Labari e Gonfaloni

Il Gonfalone (anticamente anche Confalone) fu adottato da numerosi comuni medioevali. È, di norma, un vessillo rettangolare appeso per un lato minore ad un'asta orizzontale a sua volta incrociata con una verticale sostenuta da chi porta il gonfalone (gonfaloniere). In seguito anche Compagnie, Corporazioni e Quartieri adottarono propri gonfaloni.
Oggi tutti i comuni italiani sono rappresentati da un proprio gonfalone con al centro lo stemma comunale. I gonfaloni ufficiali, secondo l'Ufficio Onorificenze e Araldica pubblica del Dipartimento del Cerimoniale di Stato, devono essere «di un metro per due, del colore di uno o di tutti gli smalti dello stemma dell?ente, sospeso mediante un bilico mobile ad un'asta ricoperta di velluto dello stesso colore, con bullette poste a spirale, e terminata in punta da una freccia, sulla quale sarà riprodotto lo stemma, e sul gambo il nome dell'ente. Il drappo, riccamente ornato e frangiato sarà caricato, nel centro, dello stemma dell'ente, sormontato dall'iscrizione centrata (convessa verso l?alto) dell'ente. La cravatta frangiata dovrà consistere in nastri tricolorati dai colori nazionali». (art. 5, R. D. 7 giugno 1943, n. 652). Secondo l'attuale prassi le parti metalliche, i ricami, i cordoni, l'iscrizione e le bullette a spirale del gonfalone sono argentate se si tratta di un Comune e dorate per le province e le città.

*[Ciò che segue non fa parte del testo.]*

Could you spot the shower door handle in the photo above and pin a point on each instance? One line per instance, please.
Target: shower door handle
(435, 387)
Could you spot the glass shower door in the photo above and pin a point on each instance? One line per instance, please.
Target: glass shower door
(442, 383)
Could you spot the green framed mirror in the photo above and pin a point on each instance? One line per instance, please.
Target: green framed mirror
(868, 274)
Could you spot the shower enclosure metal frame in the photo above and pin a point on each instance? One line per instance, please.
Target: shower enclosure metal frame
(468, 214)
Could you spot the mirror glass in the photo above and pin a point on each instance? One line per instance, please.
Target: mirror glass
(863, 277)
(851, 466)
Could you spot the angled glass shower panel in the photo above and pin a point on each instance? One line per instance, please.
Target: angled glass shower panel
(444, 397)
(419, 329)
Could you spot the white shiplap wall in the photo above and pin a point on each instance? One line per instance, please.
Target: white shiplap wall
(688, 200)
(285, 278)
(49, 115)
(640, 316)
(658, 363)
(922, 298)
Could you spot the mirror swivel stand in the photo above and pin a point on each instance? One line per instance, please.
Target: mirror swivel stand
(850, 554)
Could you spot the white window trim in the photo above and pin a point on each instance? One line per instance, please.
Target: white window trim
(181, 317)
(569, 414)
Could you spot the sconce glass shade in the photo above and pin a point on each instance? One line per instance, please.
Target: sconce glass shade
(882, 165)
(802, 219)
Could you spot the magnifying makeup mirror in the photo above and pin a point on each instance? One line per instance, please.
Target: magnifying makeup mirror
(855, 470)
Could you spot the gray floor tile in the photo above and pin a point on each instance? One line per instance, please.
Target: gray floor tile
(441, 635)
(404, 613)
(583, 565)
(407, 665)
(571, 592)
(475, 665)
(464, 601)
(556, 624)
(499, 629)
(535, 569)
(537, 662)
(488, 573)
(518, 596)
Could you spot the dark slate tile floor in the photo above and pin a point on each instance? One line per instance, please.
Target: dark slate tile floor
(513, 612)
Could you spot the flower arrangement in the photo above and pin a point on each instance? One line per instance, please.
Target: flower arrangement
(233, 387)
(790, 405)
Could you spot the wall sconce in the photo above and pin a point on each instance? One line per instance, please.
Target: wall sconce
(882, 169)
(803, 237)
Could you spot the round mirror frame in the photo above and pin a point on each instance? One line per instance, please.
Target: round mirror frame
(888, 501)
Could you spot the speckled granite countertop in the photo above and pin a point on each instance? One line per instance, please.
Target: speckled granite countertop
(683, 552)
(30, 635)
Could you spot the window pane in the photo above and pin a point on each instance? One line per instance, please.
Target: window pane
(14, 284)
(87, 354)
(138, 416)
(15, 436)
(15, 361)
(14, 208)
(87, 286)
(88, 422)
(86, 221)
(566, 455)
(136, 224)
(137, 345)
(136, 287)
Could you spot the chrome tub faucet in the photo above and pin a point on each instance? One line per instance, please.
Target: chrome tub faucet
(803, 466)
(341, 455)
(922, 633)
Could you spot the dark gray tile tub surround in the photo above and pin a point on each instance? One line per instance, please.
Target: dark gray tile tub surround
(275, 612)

Il Labaro invece era una insegna militare romana (un vexillum), che veniva utilizzata solo quando l'imperatore si trovava con l'esercito. Era costituito da un drappo quadrato, color porpora e con una frangia d'oro, attaccato a una lancia o a una lunga picca dorata per mezzo di una piccola asta trasversale. Sul drappo anticamente sarebbe stata ricamata con fili d'oro o dipinta un'aquila, simbolo di Giove.
Oggi la parola labaro indica qualunque insegna, di ente o associazione, pendente da un'asta orizzontale come i labari combattentistici delle forze armate.